Negara bagian dengan tingkat long COVID terendah adalah Maryland, Vermont, Hawaii, dan Rhode Island.

Ditemukan bahwa 6,9 persen populasi AS telah mengalami long COVID pada awal tahun 2023, menurut sebuah penelitian yang diterbitkan awal tahun ini.

Linda Geng, salah satu direktur Klinik Sindrom Pasca-Akut COVID-19 Universitas Stanford, mengatakan Minggu Berita bahwa meskipun data CDC memerlukan studi lebih lanjut dan kemungkinan bersifat multifaktorial, namun “jelas bahwa pandemi ini telah memperburuk kesenjangan layanan kesehatan yang sudah ada sebelumnya.”

Dia mengatakan bahwa negara-negara bagian dengan prevalensi COVID-19 jangka panjang tertinggi “cenderung memiliki lebih banyak komunitas pedesaan dan komunitas pedesaan yang menghadapi tantangan struktural dan sosial terhadap layanan kesehatan yang memperburuk hasil selama pandemi COVID-19.”

Geng menambahkan bahwa negara-negara bagian tersebut juga cenderung “memiliki tingkat vaksinasi COVID-19 yang lebih rendah, yang telah terbukti melindungi terhadap perkembangan Long COVID.”

Negara-negara bagian dengan tingkat masalah kesehatan pasca-COVID yang lebih rendah memiliki tingkat vaksinasi COVID-19 yang lebih tinggi, katanya.

Sebuah penelitian pada bulan September tahun ini menemukan bahwa vaksin COVID-19 telah mengurangi risiko terkena COVID jangka panjang.

Ketika pandemi ini pertama kali dimulai, sekitar 10 persen dari mereka yang tertular COVID-19 kemudian mengembangkan COVID-19 jangka panjang, namun risiko tersebut kini mencapai 3,5 persen di antara orang-orang yang divaksinasi, demikian temuan sebuah studi dari Yale Medicine.

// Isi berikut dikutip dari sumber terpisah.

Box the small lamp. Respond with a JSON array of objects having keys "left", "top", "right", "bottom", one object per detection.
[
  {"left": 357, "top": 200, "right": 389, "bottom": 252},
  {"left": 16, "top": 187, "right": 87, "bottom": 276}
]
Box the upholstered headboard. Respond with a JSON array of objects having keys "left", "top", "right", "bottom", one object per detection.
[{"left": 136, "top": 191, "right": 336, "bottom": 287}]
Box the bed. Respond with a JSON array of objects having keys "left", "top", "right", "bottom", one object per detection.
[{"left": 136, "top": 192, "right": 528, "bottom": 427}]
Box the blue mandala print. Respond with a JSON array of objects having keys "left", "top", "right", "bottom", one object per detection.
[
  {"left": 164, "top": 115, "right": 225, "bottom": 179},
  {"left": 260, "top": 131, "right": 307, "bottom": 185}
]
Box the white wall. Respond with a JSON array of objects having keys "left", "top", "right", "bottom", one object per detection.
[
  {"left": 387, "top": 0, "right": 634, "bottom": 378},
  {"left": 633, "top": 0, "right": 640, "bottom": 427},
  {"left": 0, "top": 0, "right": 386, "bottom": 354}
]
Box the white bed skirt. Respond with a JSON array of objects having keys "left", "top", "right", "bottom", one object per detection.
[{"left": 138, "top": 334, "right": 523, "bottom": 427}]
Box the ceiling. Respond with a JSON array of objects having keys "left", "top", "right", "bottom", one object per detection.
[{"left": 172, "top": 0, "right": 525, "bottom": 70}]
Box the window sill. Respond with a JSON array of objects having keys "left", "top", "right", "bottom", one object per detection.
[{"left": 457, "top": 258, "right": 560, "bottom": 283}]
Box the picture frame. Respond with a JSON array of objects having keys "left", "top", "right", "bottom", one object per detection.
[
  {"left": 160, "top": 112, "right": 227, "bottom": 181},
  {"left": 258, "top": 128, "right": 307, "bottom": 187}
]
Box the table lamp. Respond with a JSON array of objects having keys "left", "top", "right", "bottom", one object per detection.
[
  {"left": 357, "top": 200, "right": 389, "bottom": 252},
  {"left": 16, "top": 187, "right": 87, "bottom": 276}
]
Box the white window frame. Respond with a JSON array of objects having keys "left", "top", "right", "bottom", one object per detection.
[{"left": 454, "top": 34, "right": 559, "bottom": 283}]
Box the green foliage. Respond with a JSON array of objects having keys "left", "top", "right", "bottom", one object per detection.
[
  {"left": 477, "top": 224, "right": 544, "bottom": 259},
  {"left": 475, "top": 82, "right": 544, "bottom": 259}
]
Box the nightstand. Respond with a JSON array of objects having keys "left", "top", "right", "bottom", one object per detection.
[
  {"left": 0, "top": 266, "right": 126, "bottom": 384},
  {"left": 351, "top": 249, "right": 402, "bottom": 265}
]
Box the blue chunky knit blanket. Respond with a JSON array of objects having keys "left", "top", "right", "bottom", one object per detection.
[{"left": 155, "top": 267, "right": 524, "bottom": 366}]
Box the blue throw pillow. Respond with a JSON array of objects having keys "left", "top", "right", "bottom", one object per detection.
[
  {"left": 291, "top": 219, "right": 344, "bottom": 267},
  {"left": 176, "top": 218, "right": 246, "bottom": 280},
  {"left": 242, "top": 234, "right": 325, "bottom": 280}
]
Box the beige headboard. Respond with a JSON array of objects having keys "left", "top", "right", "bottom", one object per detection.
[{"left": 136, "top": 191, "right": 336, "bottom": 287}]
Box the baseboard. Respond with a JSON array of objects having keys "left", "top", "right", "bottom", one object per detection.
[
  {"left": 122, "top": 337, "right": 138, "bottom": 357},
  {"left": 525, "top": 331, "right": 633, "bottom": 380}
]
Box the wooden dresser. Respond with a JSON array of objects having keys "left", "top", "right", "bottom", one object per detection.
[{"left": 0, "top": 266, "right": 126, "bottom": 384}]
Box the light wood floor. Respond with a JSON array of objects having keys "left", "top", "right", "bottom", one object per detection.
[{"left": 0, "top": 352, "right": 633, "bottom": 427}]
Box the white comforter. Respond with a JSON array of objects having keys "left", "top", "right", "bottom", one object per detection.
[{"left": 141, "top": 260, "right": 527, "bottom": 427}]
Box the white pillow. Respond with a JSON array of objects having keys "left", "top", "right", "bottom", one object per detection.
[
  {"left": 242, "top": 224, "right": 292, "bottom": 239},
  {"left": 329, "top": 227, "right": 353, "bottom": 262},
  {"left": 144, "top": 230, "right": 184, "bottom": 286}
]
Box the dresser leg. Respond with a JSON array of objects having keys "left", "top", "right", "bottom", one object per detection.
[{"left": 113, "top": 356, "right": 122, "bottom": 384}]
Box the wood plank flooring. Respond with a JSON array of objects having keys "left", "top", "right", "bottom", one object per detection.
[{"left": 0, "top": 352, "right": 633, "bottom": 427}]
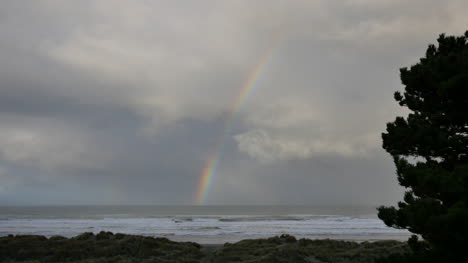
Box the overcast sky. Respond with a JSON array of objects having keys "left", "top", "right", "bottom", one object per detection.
[{"left": 0, "top": 0, "right": 468, "bottom": 205}]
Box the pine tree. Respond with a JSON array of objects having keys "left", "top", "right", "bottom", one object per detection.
[{"left": 378, "top": 31, "right": 468, "bottom": 262}]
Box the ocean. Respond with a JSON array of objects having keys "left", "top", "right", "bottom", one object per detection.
[{"left": 0, "top": 206, "right": 410, "bottom": 244}]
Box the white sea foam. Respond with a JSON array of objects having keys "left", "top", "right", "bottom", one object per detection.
[{"left": 0, "top": 215, "right": 409, "bottom": 243}]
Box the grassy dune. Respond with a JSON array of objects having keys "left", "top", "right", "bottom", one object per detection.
[{"left": 0, "top": 232, "right": 407, "bottom": 263}]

Selain vaksin yang membantu menurunkan risiko terkena COVID jangka panjang, kata Profesor Kedokteran Universitas Stanford, Dr. PJ Utz Minggu Berita bahwa ada juga kemajuan penting dalam penelitian jangka panjang mengenai COVID.

“Kita sekarang tahu bahwa sebagian besar pasien COVID jangka panjang memiliki bukti aktivasi kekebalan yang sedang berlangsung, termasuk kelainan protein darah yang disebut komplemen, disregulasi jalur pembekuan darah, dan aktivasi endotelium, yang melapisi pembuluh darah,” katanya, seraya menambahkan bahwa ini dapat dikaitkan dengan penyakit kardiovaskular dan penyakit otak.

Dia mengatakan bahwa beberapa pasien “mengembangkan autoantibodi, mendukung penelitian epidemiologi besar yang menunjukkan bahwa kejadian autoimunitas meningkat setelah infeksi.”

Virus ini juga dapat ditemukan di jaringan seperti usus lama setelah infeksi, dan penelitian lain menghubungkan reaktivasi Epstein Bar Virus, virus di balik mono, atau dikenal sebagai demam kelenjar, dengan COVID yang berkepanjangan, kata Utz. Minggu Berita.

Seorang perawat menyiapkan jarum suntik vaksin COVID-19 di stasiun inokulasi di Jackson pada Juli 2022. Data CDC menunjukkan bahwa West Virginia adalah negara bagian dengan tingkat kasus COVID jangka panjang tertinggi.

Rogelio V.Solis/AP

Membahas perkembangan pengobatan jangka panjang terhadap COVID di masa depan, profesor Stanford tersebut mengatakan bahwa “kecepatan penelitian mengenai pengobatan jangka panjang terhadap COVID sangatlah cepat.”

“Misalnya, jika pengujian laboratorium menunjukkan bahwa peradangan atau trombosis tidak teratur pada pasien, maka terapi yang menargetkan sistem kekebalan atau pembekuan darah akan menjadi sasarannya,” katanya.

Secara global, kondisi ini diperkirakan mempunyai dampak ekonomi tahunan sekitar $1 triliun, atau sekitar satu persen dari perekonomian global, sebuah studi di Pengobatan Alam ditemukan.

Geng mengatakan, penyakit ini masih merupakan kondisi yang sangat lazim, karena COVID-19 masih lazim di AS. Long COVID adalah suatu kondisi yang dapat berlangsung selama bertahun-tahun, katanya, dan “saat ini belum ada pengobatan kuratif yang tersedia.”

Kondisi ini juga ditemukan lebih umum terjadi pada perempuan, menurut data CDC.

Antara 20 Agustus dan 16 September tahun ini, sekitar 6,8 persen dari seluruh perempuan di AS. dan 3,7 persen pria saat ini mengalami gejala COVID yang berkepanjangan.